Commentary by Caroline Baum
June 7 (Bloomberg) -- Where are they? What’s keeping them? Stock markets across the globe are getting hammered, and there’s no sign of the Plunge Protection Team.
Sure, there were some sightings of the bond vigilantes in places like Greece over the past month. But a worldwide equity meltdown is a job for real men, for the PPT.
Otherwise known as the President’s Working Group on Financial Markets, the PPT was established after the 1987 stock- market crash to ensure the financial markets have adequate liquidity to function. Members include the U.S. Treasury secretary, the chairman of the Federal Reserve, the chairman of the Securities and Exchange Commission and the chairman of the Commodity Futures Trading Commission.
Somehow this group morphed into a government/private-sector cabal -- Goldman Sachs always figures prominently -- that secretly intervenes to prop up the stock market.
You know those gut-wrenching dives in the Standard and Poor’s 500 Index that are miraculously erased and turn into gains by the end of the day? The PPT.
So where are they when we need them? I started by checking some of the conspiracy theorists’ websites. If anyone knew what was up with the PPT, it would be the black-helicopter crowd.
Alternative Acronyms
Nothing. Nada. I tried a Google search. That’s when I really started to worry. A search for “PPT” produced nary a reference to our would-be saviors. The results directed me, in this order, to: Microsoft’s PowerPoint home page; the Pink Poogle Toy, which describes itself as a “resource for Neopets players”; and the Pittsburgh Public Theater. The first reference to my kind of PPT came at the bottom of the fourth page of the search results.
The last update on the PPT blog was July 9, 2008: “The return of the Plunge Protection Team coming soon.”
Not soon enough.
Then it hit me. Of course! The PPT had come out of the shadows and into the daylight. When the Fed first invoked the “unusual and exigent circumstances” clause of the Federal Reserve Act in March 2008 to lend to almost anyone, it removed the need to operate sub rosa.
Man in the Market
Stocks (S&P futures are the PPT’s preferred vehicle) weren’t included in the panoply of assets the Fed was authorized to buy or markets it was empowered to nurse back to health. Still, the Treasury and Fed bailout was tailor-made for the CTs. It reinforced what they already believed -- that the Fed and Treasury have always manipulated the market with the help of Goldman Sachs -- and the rest of us were too naive to see. Now it was out in the open.
What’s more, with Goldman’s wings clipped by an SEC lawsuit and status shrunk by public wrath, who was going to act as the PPT’s man in the market?
I wasn’t ready to give up all hope for some PPT undercover operations, although the accumulating evidence wasn’t on my side.
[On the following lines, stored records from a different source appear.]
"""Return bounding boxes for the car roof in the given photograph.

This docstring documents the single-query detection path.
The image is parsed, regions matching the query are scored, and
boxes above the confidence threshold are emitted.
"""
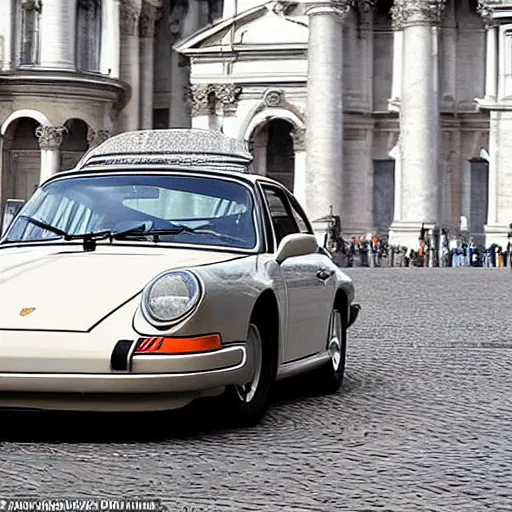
[45,128,288,191]
[43,161,282,186]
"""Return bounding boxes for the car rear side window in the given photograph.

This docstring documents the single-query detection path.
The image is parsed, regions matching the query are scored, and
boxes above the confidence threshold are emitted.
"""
[262,185,301,244]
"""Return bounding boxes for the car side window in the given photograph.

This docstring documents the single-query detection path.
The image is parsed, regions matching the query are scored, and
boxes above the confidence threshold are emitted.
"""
[289,197,311,233]
[262,185,300,245]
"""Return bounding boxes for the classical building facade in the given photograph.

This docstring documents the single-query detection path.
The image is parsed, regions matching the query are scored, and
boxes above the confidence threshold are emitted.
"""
[0,0,512,246]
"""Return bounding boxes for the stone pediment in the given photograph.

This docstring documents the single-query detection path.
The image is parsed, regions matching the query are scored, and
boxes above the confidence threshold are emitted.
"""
[175,2,308,55]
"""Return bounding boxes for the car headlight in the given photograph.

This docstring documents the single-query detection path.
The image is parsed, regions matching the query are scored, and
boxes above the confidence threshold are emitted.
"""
[142,270,202,323]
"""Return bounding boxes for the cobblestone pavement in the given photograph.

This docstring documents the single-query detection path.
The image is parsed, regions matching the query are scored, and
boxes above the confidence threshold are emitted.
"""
[0,269,512,512]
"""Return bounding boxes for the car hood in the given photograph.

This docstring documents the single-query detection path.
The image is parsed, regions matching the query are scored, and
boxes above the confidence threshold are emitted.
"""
[0,246,240,332]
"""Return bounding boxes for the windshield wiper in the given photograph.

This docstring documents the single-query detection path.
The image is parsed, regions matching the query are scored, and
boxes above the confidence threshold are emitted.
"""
[19,215,69,238]
[120,225,245,243]
[65,223,147,251]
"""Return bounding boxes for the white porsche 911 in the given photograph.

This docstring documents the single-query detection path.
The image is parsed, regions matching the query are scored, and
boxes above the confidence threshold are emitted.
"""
[0,130,359,425]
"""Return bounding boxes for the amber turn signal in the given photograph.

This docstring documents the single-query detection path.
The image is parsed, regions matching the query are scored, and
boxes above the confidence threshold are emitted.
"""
[135,334,222,355]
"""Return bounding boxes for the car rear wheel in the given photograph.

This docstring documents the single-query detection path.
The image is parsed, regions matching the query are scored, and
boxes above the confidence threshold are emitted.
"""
[224,321,276,427]
[315,307,347,394]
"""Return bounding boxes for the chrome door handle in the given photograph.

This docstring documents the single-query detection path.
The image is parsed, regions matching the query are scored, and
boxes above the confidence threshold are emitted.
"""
[316,268,334,281]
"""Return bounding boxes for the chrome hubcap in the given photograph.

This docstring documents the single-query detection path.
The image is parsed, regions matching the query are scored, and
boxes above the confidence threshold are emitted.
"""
[236,324,262,403]
[329,310,342,371]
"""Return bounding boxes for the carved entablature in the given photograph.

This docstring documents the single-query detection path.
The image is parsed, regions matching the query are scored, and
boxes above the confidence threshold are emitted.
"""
[263,89,285,107]
[120,0,141,36]
[35,126,68,151]
[292,128,306,153]
[390,0,447,30]
[21,0,43,12]
[305,0,352,20]
[87,128,112,148]
[191,84,242,117]
[477,0,504,28]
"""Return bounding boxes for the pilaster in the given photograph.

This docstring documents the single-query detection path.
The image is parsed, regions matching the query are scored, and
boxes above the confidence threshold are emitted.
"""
[292,128,306,208]
[139,1,161,130]
[390,0,446,248]
[117,0,142,131]
[35,126,67,183]
[40,0,76,70]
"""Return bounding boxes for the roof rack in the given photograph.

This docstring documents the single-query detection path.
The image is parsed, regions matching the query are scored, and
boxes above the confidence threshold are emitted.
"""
[76,128,252,173]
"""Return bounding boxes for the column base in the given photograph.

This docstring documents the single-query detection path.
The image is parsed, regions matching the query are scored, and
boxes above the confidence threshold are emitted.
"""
[484,224,512,250]
[389,221,436,250]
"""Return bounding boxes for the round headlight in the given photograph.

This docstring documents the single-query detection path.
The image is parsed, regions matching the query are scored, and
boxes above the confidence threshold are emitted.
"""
[143,271,201,323]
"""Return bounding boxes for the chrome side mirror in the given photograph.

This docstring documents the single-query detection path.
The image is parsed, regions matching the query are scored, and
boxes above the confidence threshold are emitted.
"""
[0,199,25,236]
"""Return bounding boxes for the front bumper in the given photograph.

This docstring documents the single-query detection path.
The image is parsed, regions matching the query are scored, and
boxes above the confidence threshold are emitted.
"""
[0,345,252,396]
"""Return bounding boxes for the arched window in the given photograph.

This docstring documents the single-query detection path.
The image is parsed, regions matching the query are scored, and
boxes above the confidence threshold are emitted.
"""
[76,0,101,71]
[19,0,41,66]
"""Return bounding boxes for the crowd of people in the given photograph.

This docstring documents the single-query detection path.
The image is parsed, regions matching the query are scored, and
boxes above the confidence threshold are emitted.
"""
[325,218,512,268]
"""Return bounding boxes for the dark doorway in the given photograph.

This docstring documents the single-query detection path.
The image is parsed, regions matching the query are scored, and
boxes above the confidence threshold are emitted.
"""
[373,160,395,236]
[266,119,295,192]
[468,159,489,244]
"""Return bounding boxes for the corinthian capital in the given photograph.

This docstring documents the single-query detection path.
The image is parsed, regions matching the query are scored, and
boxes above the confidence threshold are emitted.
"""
[390,0,447,30]
[35,126,67,151]
[305,0,356,20]
[120,0,142,36]
[87,128,111,148]
[139,2,162,38]
[476,0,504,28]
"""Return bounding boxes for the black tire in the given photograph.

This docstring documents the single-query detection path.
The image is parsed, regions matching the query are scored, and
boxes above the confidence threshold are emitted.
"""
[314,306,347,395]
[223,315,277,427]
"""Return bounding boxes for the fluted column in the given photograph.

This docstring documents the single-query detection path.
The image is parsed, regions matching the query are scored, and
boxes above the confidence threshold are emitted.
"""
[36,126,67,183]
[292,128,306,208]
[304,0,351,231]
[389,17,404,108]
[100,0,121,78]
[117,0,142,131]
[139,2,159,130]
[485,20,498,101]
[390,0,445,247]
[39,0,76,69]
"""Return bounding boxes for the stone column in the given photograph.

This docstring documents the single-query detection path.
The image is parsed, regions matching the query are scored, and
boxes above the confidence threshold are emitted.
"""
[36,126,67,183]
[100,0,121,78]
[485,20,498,101]
[292,128,306,208]
[440,2,458,107]
[169,0,207,128]
[139,3,159,130]
[191,84,215,130]
[117,0,142,132]
[304,0,351,230]
[389,17,404,108]
[390,0,445,248]
[41,0,76,70]
[0,2,13,70]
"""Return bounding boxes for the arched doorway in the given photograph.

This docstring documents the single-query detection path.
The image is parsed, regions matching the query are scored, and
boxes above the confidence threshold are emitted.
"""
[60,119,89,171]
[2,117,41,201]
[252,119,295,192]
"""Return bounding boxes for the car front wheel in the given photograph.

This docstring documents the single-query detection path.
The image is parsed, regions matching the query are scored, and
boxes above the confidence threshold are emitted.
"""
[224,321,276,427]
[315,307,347,394]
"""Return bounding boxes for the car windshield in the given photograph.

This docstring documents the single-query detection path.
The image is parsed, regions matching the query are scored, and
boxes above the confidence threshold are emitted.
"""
[5,174,257,249]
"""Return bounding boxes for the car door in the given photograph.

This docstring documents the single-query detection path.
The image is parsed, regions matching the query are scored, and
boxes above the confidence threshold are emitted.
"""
[261,183,335,362]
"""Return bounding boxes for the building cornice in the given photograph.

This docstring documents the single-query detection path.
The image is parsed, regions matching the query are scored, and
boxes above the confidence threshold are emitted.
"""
[0,68,130,110]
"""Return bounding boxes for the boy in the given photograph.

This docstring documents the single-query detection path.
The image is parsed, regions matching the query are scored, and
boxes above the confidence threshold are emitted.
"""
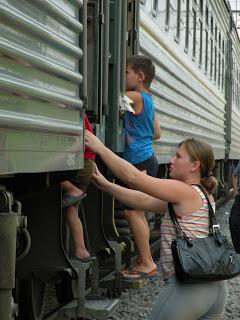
[61,115,95,262]
[123,55,160,278]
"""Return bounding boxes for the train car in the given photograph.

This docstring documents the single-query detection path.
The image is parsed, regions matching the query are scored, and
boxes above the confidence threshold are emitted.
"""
[0,0,240,320]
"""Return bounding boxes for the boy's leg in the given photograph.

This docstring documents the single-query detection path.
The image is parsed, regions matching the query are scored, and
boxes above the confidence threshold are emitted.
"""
[124,209,156,277]
[61,181,83,197]
[124,155,158,273]
[66,205,90,258]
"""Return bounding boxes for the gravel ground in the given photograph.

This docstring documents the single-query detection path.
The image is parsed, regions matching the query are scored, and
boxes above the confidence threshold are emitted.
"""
[109,201,240,320]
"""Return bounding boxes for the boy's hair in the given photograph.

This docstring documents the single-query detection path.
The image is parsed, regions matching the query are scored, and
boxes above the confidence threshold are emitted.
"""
[127,55,155,87]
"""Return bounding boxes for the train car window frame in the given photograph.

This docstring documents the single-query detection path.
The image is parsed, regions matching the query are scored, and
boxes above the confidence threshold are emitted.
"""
[152,0,158,17]
[198,0,203,68]
[209,14,214,80]
[174,0,182,43]
[214,24,218,84]
[205,5,209,26]
[165,0,171,31]
[204,28,209,74]
[198,19,203,68]
[222,57,225,92]
[192,7,197,61]
[199,0,203,16]
[184,0,190,53]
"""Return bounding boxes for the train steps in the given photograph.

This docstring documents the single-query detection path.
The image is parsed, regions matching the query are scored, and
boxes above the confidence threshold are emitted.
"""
[60,297,120,320]
[58,257,119,320]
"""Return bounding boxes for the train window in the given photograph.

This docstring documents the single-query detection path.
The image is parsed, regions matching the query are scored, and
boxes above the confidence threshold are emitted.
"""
[152,0,158,15]
[199,0,203,15]
[210,38,213,78]
[165,0,170,31]
[185,0,189,51]
[205,6,208,25]
[192,9,197,58]
[205,30,208,73]
[198,19,202,66]
[214,45,217,83]
[218,52,221,88]
[176,0,181,41]
[211,16,213,34]
[222,58,225,91]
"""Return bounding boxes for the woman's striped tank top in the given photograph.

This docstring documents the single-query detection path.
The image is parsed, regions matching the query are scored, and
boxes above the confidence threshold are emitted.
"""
[160,186,212,279]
Where was the PPT when U.S. stocks lost more than half their value between October 2007 and March 2009? Was then- Treasury Secretary Hank Paulson too preoccupied with TARP improvisations to brief Tim Geithner, his successor, on proper intervention procedures? I had always assumed the only reason the Obama administration rushed Timmy’s nomination through the Senate after it was learned he cheated on his taxes was because he was already in the loop as president of the New York Fed. I guess not.
One-World Order
My last hope that the PPT would rescue the stock market, which was sinking again after Friday’s disappointing employment report for May, lay elsewhere. The U.K. press was rife with stories about a weekend meeting of the Bilderberg Group.
This annual event, where the global elite convene at great hotels to discuss the world’s problems, is shrouded in secrecy. The press isn’t invited.
That doesn’t mean no press coverage. One website said the agenda this year would include approaches to provoking the kind of economic breakdown that could “justify the establishment of a full-scale world economic governance.” Another website said the group would discuss manufacturing a global depression to implement their dream of one-world government.
That these assertions sound less wacky than they used to tells you to what extent public and private sectors have become enmeshed and to what degree governments have coordinated their national and regional bailouts.
Was it just a coincidence that Fed Chairman Ben Bernanke didn’t attend the G-20 meeting in South Korea, sending Fed Governor Kevin Warsh in his place? I called the Fed to find out.
Bernanke will not be attending the Bilderberg Group weekend meeting, the Fed told me on Friday. Maybe that’s just what they want me to believe. Has anyone checked Lloyd Blankfein’s calendar?
(Caroline Baum, author of “Just What I Said,” is a Bloomberg News columnist. The opinions expressed are her own.)